By Kay Wilson

I so yearn to sit through some of my mentor-teacher classes again. What Mrs. Eckert, Mrs. Alcott or Mrs. McCord would say about today’s news outlets would amaze me, I’m sure.

For decades, the readers of newspapers have demanded dirt on the front, above the fold. Publishers of metro newspapers have satisfied the reading public’s insatiable appetite for gore and unseemly accounts of our society’s underbelly. It has been all about the bottom line, and if the market wants it, most of the big boys deliver just that.

I take great pride in stating that the Nodaway News Leader has never been an ambulance chaser for our news. Sirens equal someone is having one of the worst days of their life. A news reporter on the scene is truly unnecessary in my eyes. In fact, reporters with cameras have been known to get in the way of the first responders who are working to save lives.

The national media today, whether you read a newspaper, watch cable news or listen to radio programs, give us the hype of every move in Washington, DC. It is making most of us shout, “Enough!” Overload is an understatement.
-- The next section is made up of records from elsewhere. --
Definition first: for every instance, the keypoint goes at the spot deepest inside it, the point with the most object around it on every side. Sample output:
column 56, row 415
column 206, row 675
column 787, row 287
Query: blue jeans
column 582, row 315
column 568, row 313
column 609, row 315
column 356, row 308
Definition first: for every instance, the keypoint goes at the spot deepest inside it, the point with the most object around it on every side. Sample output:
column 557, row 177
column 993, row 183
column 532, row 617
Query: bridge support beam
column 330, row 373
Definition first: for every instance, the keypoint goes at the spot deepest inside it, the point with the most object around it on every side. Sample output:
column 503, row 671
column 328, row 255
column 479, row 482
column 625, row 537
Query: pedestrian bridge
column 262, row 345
While I’m not sure I would label it fake news, because it may be legit, I would call it truly unnecessary.

Before January 1, I would only get my national news from PBS and NPR, but now I think the writers of their news have also drunk the poison. The slant of the verbage, especially the adverbs and adjectives that describe the nouns, should force a hard news story to be labeled as an opinion piece. It is a sad state of affairs.

Speaking of affairs, I realize the challenge of filling a page or a news slot in broadcast. But, to drone on and on about someone’s carousing with their latest fling, or better yet an encounter which dates back a decade, is not newsworthy. These negative events involving our presidents date back to our country’s beginnings.

The other news bite of today that makes my hair catch on fire is about Mark Zuckerberg, the founder of Facebook. It seems a big surprise to some that all the stuff that we put on Facebook is fodder for some data company to use, skew and sell to the highest bidder. Big Brother knows more about us than we can imagine in our wildest dreams.

My final note is about business, the NNL business. I want to address how you can make your next promotion or legal advertisement, an item your constituency needs to know about, reach the most mailboxes of readers who pay a subscription to learn what’s going on. Nodaway News Leader subscribers consume every page, picture and, I would suggest, word of each edition. Before you place your next legal or promotional message, ask for the number of mailboxes it will reach.